Wythenshawe MP, Mike Kane, has returned to Labour’s front bench team as schools spokesman for the party.
Mr Kane quit his post as shadow international development minister earlier this year amidst a wave of shadow cabinet resignations which led to a bruising Labour leadership battle between Jeremy Corbyn and challenger Owen Smith.
Following Mr Corbyn’s re-election as leader with an increased mandate from party members, a number of MPs who resigned accepted jobs in a reshuffled shadow cabinet.
Mr Kane, a former primary school teacher, says he is delighted to have been appointed schools spokesman, working alongside fellow Greater Manchester MP and shadow education secretary, Angela Rayner.
And the Wythenshawe MP hit the ground running this week when he tackled the government on the issue of excessive workload for teachers which, according to the Education Policy Institute is causing ill health in the profession.
In a question to Tory minister, Nick Gibb,. Mr Kane said the teaching union, the NAS/UWT has found that half of teachers have been to see a doctor in the past year due to work-related illness, and one in 10 have been prescribed antidepressants.
He said: “We know that the Minister is on the record as not valuing those of us with the postgraduate certificate in education, but can he not see that the Government’s failure to support teachers is at the heart of the crisis in teachers’ morale?”

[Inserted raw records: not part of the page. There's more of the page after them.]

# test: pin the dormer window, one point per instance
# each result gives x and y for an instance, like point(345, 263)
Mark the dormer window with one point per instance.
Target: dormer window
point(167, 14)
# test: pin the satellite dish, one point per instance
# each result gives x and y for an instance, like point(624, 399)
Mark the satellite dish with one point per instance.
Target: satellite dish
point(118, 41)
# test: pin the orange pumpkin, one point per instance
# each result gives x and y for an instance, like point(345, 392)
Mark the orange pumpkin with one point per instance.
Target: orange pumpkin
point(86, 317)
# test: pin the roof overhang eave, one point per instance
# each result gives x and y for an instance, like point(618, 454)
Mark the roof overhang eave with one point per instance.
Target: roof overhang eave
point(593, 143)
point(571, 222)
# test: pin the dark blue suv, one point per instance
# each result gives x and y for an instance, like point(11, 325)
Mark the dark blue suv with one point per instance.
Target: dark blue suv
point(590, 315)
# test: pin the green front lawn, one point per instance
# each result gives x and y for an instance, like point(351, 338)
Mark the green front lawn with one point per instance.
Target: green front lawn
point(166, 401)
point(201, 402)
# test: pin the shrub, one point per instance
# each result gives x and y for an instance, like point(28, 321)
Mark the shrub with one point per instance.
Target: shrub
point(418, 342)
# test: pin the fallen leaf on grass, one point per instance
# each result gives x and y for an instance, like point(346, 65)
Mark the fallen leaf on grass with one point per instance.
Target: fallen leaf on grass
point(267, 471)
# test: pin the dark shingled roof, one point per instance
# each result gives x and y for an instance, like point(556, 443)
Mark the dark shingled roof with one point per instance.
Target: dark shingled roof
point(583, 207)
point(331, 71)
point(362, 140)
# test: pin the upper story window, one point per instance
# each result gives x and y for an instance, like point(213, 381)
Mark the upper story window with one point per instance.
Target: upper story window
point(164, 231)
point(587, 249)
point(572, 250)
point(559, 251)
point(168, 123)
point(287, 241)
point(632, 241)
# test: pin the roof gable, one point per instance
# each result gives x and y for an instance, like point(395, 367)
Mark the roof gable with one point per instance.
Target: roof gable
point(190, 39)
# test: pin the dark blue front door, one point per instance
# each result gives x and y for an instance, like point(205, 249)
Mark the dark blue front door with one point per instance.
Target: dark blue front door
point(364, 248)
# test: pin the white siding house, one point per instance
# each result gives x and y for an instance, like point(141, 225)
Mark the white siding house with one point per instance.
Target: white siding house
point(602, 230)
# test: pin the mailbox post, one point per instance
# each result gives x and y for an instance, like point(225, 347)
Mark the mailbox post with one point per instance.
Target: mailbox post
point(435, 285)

Mr Gibb said the government understood the challenges in the teaching profession and are taking action.
The EPI survey found that:
- Teachers in England are working an average of 48.2 hours a week with a fifth working more than 60 hours- longer than in most other countries.
- Long working hours are hindering teachers’ access to continuing professional development.
- Long hours, low starting pay and limited access to professional development create a risk of teacher ‘burn out’, especially in the early stages of careers.